Summit’s shares crashed in the aftermath of the announcement, closing Friday’s trading session nearly 26% down to $16.12 per share.

An independent data board reviewed progression-free survival (PFS) data from Summit’s ongoing Phase 3 HARMONi-3 trial in squamous non-small cell lung cancer (NSCLC) and “recommended that the study continue as planned,” Summit announced in a Thursday news release.

While this update sounds innocuous enough, it indicates that the efficacy of ivonescimab, the anti-PD-1/VEGF bispecific antibody being tested in HARMONi-3, failed to meet a statistical bar that would have enabled an earlier regulatory filing.

“The purpose of this interim analysis was to provide a potential opportunity to speak with the regulatory authorities” ahead of a planned engagement later this year, when more complete PFS data would be available, Summit said. The biotech conceded that for this earlier data assessment, ivonescimab needed to clear “a meaningfully higher bar” than it would have for a later analysis.

Summit remains on-track for a pre-planned final PFS readout in the second half of this year.

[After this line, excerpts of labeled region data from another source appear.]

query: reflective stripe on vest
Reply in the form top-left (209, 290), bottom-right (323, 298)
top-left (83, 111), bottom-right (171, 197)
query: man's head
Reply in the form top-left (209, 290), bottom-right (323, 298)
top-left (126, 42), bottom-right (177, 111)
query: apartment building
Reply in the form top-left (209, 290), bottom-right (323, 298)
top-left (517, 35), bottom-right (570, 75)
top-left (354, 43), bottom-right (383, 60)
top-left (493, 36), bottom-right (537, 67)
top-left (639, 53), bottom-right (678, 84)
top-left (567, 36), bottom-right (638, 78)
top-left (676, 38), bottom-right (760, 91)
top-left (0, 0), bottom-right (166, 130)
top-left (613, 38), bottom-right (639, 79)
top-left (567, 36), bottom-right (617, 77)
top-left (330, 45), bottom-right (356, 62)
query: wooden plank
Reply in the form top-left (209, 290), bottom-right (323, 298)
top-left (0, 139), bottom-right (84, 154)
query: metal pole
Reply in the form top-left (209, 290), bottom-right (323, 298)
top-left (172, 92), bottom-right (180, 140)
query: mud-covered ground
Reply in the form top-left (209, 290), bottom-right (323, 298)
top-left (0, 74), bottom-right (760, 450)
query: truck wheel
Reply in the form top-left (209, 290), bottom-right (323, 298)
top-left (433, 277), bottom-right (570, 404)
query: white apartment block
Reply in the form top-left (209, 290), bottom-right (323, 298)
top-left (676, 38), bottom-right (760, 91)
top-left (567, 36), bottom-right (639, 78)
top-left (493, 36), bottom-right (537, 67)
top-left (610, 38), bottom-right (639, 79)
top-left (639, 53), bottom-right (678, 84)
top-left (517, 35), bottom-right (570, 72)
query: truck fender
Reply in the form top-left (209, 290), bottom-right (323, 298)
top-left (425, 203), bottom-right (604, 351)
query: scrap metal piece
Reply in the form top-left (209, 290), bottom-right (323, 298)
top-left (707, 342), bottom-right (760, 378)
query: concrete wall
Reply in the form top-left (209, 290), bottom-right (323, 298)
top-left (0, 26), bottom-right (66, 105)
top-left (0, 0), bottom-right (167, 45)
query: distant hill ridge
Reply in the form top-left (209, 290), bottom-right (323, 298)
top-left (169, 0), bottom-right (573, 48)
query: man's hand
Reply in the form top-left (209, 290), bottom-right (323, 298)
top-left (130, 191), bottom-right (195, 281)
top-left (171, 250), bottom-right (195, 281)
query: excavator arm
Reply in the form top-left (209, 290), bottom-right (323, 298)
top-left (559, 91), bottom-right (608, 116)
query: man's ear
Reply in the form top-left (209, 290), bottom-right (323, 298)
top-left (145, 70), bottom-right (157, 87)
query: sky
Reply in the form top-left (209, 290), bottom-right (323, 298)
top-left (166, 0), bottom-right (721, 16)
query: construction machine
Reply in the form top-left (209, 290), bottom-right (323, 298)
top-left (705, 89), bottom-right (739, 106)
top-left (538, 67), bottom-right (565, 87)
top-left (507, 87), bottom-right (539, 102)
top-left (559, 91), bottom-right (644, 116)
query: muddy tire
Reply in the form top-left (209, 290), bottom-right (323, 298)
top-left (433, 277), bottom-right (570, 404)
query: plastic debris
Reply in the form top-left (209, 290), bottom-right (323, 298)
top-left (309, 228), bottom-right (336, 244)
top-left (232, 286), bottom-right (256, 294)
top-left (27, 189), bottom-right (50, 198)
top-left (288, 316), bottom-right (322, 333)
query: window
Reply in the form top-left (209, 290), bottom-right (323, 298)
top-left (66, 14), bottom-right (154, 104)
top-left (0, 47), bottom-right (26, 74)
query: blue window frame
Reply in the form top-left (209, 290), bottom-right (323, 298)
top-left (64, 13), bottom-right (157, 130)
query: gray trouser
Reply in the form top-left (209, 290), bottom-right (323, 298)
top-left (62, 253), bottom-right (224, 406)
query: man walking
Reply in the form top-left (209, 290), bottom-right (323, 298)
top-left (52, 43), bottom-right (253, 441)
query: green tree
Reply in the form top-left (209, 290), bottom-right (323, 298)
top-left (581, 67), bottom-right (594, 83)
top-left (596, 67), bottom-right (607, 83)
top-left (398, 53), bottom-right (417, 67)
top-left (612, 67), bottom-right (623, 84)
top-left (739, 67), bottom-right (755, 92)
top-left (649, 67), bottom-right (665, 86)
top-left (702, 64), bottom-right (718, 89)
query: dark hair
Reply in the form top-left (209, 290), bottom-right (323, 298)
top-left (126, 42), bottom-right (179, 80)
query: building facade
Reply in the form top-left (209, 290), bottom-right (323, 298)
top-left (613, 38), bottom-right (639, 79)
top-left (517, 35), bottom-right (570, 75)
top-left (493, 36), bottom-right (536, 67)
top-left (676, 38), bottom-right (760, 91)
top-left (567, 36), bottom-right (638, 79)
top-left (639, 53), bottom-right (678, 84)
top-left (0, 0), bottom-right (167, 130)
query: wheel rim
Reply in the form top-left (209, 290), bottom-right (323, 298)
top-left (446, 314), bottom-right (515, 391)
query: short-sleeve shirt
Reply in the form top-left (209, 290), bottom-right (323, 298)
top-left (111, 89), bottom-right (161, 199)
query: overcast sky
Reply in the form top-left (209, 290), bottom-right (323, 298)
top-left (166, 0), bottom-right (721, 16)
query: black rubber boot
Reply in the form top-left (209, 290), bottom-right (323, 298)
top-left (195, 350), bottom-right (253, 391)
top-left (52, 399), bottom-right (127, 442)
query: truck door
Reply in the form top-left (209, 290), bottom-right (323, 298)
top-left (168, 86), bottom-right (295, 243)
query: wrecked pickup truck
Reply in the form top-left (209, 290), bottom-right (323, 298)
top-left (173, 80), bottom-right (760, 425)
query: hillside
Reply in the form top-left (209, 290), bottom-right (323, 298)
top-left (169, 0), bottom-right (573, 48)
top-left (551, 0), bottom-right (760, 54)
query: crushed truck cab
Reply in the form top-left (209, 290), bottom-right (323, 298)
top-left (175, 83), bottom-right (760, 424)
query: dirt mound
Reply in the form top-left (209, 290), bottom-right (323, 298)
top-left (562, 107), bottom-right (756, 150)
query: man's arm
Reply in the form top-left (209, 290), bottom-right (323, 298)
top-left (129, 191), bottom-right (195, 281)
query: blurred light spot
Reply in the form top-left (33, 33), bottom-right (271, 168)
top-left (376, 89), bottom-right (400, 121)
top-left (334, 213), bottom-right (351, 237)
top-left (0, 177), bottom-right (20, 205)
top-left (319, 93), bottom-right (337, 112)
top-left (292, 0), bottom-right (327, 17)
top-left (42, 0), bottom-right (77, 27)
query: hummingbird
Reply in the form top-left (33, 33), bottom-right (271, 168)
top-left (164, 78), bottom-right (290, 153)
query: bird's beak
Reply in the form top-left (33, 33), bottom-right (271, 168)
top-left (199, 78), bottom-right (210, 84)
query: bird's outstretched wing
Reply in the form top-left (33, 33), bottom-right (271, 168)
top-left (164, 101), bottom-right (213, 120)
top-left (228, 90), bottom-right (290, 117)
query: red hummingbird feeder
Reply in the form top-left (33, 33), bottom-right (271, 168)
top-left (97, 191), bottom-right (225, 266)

A lot is riding on HARMONi-3. The study is testing ivonescimab plus chemotherapy as a first-line regimen in patients with NSCLC, with separate cohorts for squamous and non-squamous tumors. What sets HARMONi-3 apart is its use of Merck’s mega-blockbuster Keytruda as a control, potentially positioning the bispecific antibody as the new cornerstone cancer therapy depending on how the data read out.

“Market optimism is building that a statistically significant PFS result could lead to accelerated FDA approval and begin to erode Merck’s dominance in first-line lung cancer,” analysts at RBC Capital Markets wrote in an April 17 note, referring to ivonescimab’s interim PFS analysis.

Ivonescimab was originally developed by Chinese biotech Akeso. The asset works by targeting both the PD-1 and VEGF pathways—deactivating the cancer cells’ immune evasion and preventing the formation of blood vessels that would otherwise keep the tumor supplied with oxygen and other nutrients.

The drug captured the industry’s attention in September 2024 when it outperformed Keytruda in a late-stage NSCLC study, eliciting significantly better PFS in the late-stage HARMONi-2 study, which was held in China. Additional data from the late-stage HARMONi-6 study, likewise conducted entirely in China, showed significant PFS superiority over BeOne’s Tevimbra, according to an October 2025 readout.

However, concerns began to arise about the future of ivonescimab after a missed overall survival goal in a global Phase 3 trial in May 2025, sparking questions over how effective it is in Western populations.